Saturday, May 23, 2009

i am not going to sing praises to the final fantasy concert, not today. 
neither am i going to talk about how good the concert was, enough people have done that already.
in fact, i would talk about some things that would make some of you feel a bit uncomfortable. 

2nd violins (or was it 3rd?) were slightly off. 
wrong notes here and there.
conducting and the music expressed was slightly ... odd, i would say, but i guess its pretty subjective.

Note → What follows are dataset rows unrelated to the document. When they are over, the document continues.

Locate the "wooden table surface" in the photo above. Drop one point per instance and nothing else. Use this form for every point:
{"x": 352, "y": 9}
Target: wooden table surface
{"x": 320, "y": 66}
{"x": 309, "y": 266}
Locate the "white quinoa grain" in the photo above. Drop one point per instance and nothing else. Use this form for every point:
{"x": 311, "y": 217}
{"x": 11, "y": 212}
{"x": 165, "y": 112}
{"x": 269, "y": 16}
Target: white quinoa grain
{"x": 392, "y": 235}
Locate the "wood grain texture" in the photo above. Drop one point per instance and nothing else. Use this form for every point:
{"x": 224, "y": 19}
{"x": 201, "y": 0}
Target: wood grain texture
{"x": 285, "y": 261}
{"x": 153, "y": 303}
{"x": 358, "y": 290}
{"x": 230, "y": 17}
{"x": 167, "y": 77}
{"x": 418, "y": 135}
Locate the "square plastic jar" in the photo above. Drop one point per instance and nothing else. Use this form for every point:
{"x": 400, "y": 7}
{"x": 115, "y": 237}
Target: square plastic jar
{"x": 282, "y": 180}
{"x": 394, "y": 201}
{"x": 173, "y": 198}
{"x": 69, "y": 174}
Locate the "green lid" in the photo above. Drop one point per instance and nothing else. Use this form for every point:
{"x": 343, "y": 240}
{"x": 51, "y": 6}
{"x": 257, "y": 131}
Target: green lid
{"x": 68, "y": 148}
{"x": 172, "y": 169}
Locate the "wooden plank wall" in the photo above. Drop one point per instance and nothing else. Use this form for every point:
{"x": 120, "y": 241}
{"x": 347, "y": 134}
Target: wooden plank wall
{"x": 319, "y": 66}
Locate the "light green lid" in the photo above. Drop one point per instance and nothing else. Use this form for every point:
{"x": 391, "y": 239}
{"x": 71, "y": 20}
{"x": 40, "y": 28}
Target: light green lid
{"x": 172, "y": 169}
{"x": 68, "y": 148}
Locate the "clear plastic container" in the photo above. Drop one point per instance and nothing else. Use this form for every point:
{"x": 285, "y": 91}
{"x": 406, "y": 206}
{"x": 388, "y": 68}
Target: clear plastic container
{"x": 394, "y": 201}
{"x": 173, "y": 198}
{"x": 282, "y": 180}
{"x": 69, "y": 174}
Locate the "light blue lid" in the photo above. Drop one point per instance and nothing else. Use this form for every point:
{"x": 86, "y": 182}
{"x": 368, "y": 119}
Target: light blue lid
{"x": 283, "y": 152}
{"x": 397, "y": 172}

but towards end of the concert, where the everyone were cheering for the encore, these sounds indicated to me that the concert is still on-going. and what i wouldn't give just to here these sounds again. in the end, its these small things that we remember, the little imperfections that made them perfect. 

ok nice try. phails. 

but my point is, it was technically not a very good concert, but there were great company, good music, good tone, and what was best was that i was able to sit back and enjoy the music without worrying that i might miss out some parts and i won't be able to discuss it musically after the concert. silly boy was sitting beside me all along listening to the concert (btw, i realised how much he's cuter on the left side of the face compared to the right side). i loved how they combined the animation and the music. the chocobos and how it evolved (NEW! and improved!) FF1 is amazing, given the technology back then. oh, and i think mr uematsu walks like a cute mascot on stage. <3>

its the usual after concert. met up with zairt rawshoff and some friend (whom i cannot remember the name) and the girlf for dinner and they went off to play poker at someone's house and then i left. 

anyway, its in the middle of the night and i was looking at the FCD 2008 photos. it was so much different back then, although its at the same place. the whole atmosphere was so different. it felt more like a family. (HAHA beautifully imperfect again). it was really fun back then. much more laughter. (xin jian and his balloon bed, for example). i don't mean that i don't like FCD '09. its just that, i haven't been working for quite some time and i think there are people whom i haven't really talk to like a close friend. and we didn't get to come together to prepare for FCD together too. 

i think what i lack with the store is the bonding. i really wish that i'm closer with them, but i guess its just difficult, when i'm not putting down shifts there anymore.